Читаем Путешествие Ханумана на Лолланд полностью

Когда я пришел в себя, доктор убирал ватку от моего обожженного носа; я задыхался, по лицу тек пот, я видел старичка: совсем старый, совсем ветхий старик, он стоял и говорил по-датски маленькой озабоченной женщине в платках, что — если я правильно понял — может помочь только одно, и немедленно, у него есть это, но вот он не знает, есть ли у меня аллергия и вообще, как мое сердце отреагирует, она в платках сказала, что если это не сделать, то я умру, а если сделать — то есть шанс: «Ну, — сказал старик, — если я сделаю укол и он умрет, меня привлекут!» — «Ага, тогда кто-то другой должен сделать укол?» — «Логично…» В комнате не было никого, никого, кроме нас троих, и Ханумана, но он был не в состоянии сделать укол, тем более в вену, потому что пока суть да дело, как выяснилось позже, его очень здорово накурили. Я внезапно пришел в себя, сказал, чтоб дали мне шприц! Доктор молча отломил головку от ампулы, наполнил и дал мне шприц. Все плыло перед глазами; я собрался, поймал вену, поймал, увидел, что в шприц брызнула и побежала кровь, не стал брать контроль, а сразу погнал по вене, уверенно, бесповоротно, не боясь, что задую, или что-то там, что бы ни было, а оно уже пошло, пошло, пошло с ветерком!!! Такая свежесть! Такая свежесть! Такая легкость! Я понятия не имел, что там было за противоядие, но меня понесло, понесло, и носило, да так, как никогда в жизни не носило! «Эй, док, — сказал я, — ты это… ничего не перепутал? Это случайно не фентонил, а?» — Тот посмотрел на меня, уже пергаментный и с глазами цвета рубина, и сказал: «Лучше тебе не знать, что это такое, и больше не повторять этого никогда, никогда, никогда…»

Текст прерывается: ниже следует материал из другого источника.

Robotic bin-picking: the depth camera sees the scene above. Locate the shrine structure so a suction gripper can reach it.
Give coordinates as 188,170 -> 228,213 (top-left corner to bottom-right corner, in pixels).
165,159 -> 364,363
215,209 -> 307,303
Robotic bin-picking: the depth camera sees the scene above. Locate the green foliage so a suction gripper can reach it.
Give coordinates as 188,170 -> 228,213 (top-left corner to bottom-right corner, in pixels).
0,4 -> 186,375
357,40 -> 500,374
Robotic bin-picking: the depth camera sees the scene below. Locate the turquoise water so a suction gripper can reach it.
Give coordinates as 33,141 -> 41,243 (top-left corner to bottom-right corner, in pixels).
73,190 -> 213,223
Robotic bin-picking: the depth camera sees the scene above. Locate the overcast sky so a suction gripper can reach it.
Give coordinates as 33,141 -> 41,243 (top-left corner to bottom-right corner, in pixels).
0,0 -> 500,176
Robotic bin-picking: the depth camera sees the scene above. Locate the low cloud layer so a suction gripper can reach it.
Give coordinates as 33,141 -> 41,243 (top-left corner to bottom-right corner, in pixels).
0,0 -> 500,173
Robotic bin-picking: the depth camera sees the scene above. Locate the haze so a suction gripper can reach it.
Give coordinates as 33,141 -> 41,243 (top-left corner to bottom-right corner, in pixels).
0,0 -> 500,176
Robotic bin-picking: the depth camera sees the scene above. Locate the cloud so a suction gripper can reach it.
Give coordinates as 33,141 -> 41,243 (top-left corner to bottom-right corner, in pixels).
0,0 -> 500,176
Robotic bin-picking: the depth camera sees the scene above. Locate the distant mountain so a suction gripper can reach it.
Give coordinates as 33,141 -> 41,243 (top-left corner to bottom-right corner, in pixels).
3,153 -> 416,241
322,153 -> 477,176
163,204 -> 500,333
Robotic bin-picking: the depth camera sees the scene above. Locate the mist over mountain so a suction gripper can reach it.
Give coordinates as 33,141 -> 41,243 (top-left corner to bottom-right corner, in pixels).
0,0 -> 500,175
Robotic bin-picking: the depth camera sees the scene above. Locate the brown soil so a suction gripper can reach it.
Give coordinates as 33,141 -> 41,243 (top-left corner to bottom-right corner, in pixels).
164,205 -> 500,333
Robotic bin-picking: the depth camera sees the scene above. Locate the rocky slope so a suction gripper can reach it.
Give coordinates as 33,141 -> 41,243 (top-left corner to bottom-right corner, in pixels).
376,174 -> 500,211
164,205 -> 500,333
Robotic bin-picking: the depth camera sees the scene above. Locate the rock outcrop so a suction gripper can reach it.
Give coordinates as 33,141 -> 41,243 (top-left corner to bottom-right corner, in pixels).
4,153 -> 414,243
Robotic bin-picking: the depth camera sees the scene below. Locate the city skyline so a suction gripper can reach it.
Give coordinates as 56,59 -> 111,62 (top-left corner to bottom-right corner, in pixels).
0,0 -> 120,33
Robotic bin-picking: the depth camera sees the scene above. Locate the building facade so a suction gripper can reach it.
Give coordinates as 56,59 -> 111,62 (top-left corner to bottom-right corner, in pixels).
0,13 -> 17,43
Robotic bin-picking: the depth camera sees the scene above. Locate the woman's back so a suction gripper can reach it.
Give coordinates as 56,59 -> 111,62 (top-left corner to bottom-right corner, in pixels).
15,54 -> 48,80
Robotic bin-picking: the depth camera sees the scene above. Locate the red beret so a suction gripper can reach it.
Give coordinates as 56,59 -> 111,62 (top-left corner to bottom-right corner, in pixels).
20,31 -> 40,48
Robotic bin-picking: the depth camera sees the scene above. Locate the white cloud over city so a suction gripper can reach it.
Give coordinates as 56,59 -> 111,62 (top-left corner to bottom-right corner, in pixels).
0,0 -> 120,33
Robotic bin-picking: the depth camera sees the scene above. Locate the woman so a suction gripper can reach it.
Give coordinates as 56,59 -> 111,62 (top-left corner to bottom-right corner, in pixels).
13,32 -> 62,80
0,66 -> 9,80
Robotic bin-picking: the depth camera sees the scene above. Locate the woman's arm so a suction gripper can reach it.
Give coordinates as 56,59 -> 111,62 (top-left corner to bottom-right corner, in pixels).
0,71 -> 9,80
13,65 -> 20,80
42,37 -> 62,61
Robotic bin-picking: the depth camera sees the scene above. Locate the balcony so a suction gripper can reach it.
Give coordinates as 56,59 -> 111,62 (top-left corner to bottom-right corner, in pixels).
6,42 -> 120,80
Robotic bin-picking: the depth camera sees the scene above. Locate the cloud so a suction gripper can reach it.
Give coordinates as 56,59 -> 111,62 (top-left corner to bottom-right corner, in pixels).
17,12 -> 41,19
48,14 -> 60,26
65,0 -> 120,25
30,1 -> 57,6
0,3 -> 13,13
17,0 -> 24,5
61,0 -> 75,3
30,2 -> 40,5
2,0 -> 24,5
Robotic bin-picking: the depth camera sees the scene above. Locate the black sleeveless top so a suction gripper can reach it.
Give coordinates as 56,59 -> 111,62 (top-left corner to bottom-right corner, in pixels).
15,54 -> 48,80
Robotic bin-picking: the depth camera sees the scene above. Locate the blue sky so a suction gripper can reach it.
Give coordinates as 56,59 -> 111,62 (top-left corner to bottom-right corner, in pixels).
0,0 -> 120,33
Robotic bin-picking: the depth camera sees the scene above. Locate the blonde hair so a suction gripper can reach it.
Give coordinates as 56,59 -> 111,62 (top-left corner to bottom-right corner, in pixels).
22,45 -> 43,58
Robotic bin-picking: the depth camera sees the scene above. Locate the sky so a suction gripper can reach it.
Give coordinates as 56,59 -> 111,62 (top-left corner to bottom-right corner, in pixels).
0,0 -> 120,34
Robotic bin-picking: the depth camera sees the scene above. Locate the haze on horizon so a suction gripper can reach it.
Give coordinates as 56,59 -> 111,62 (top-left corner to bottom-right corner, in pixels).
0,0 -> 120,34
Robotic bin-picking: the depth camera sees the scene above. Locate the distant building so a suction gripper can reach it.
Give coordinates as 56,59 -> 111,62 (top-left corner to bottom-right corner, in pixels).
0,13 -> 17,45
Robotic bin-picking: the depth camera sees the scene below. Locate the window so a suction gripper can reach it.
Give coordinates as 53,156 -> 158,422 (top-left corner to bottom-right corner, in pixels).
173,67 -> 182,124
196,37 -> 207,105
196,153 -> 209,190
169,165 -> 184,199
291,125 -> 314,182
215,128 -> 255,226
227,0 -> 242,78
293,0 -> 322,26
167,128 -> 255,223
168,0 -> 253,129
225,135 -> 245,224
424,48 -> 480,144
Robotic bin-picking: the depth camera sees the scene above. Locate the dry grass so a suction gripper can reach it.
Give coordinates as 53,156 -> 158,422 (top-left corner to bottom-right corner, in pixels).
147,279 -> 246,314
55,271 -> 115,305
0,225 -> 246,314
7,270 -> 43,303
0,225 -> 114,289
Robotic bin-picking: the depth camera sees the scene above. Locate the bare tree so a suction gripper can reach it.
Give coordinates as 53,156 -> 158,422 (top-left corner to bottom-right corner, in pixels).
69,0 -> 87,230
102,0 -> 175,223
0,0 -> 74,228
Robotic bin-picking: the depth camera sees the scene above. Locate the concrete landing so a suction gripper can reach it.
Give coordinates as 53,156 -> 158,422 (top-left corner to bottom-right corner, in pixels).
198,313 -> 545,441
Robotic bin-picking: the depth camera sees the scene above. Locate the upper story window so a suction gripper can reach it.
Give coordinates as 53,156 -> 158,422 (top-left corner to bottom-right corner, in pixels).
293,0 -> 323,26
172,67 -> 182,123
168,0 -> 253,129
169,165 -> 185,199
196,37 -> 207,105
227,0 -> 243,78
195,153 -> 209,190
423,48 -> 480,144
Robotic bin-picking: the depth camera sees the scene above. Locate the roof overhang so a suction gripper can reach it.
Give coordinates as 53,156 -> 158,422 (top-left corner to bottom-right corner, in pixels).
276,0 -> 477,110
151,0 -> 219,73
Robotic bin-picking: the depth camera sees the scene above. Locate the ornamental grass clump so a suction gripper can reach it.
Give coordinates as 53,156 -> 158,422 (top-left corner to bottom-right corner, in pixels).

Все плясало перед глазами, я с трудом понимал, где и что за люди меня окружают; не хотелось ни есть, ни спать; ничего не хотел; только просил сигарет, которые иногда путали с джоинтом, курил все, что давали, пил чай, зеленый чай, который мне подносил огромный тощий негр, со стен на меня смотрели маски, они мне показывали длинные змеиные языки, они смеялись мне в лицо, что-то шептали; ночь кружилась, люди вращались, играла африканская музыка, танцевали странно одетые люди, курились куренья, дым плыл, плыл и я вместе с ним, а потом был рассвет, и неожиданно я обессилел, и провалился в глубокий сон…

Доктор выжимал из ноги гной, — я орал. Орал как в детстве. В голове пузырились видения. Боль порождала картины. Мне мерещилось, будто у меня в голове происходят взрывы, и где-то растут какие-то стены, башни, мосты… Это был бред, натуральный! Еще мне почему-то казалось, что доктор получал садистское удовольствие от этой процедуры; он пунктуально являлся каждый день, давал мне пенициллин, ставил ногу в тазик, снимал повязку и начинал давить.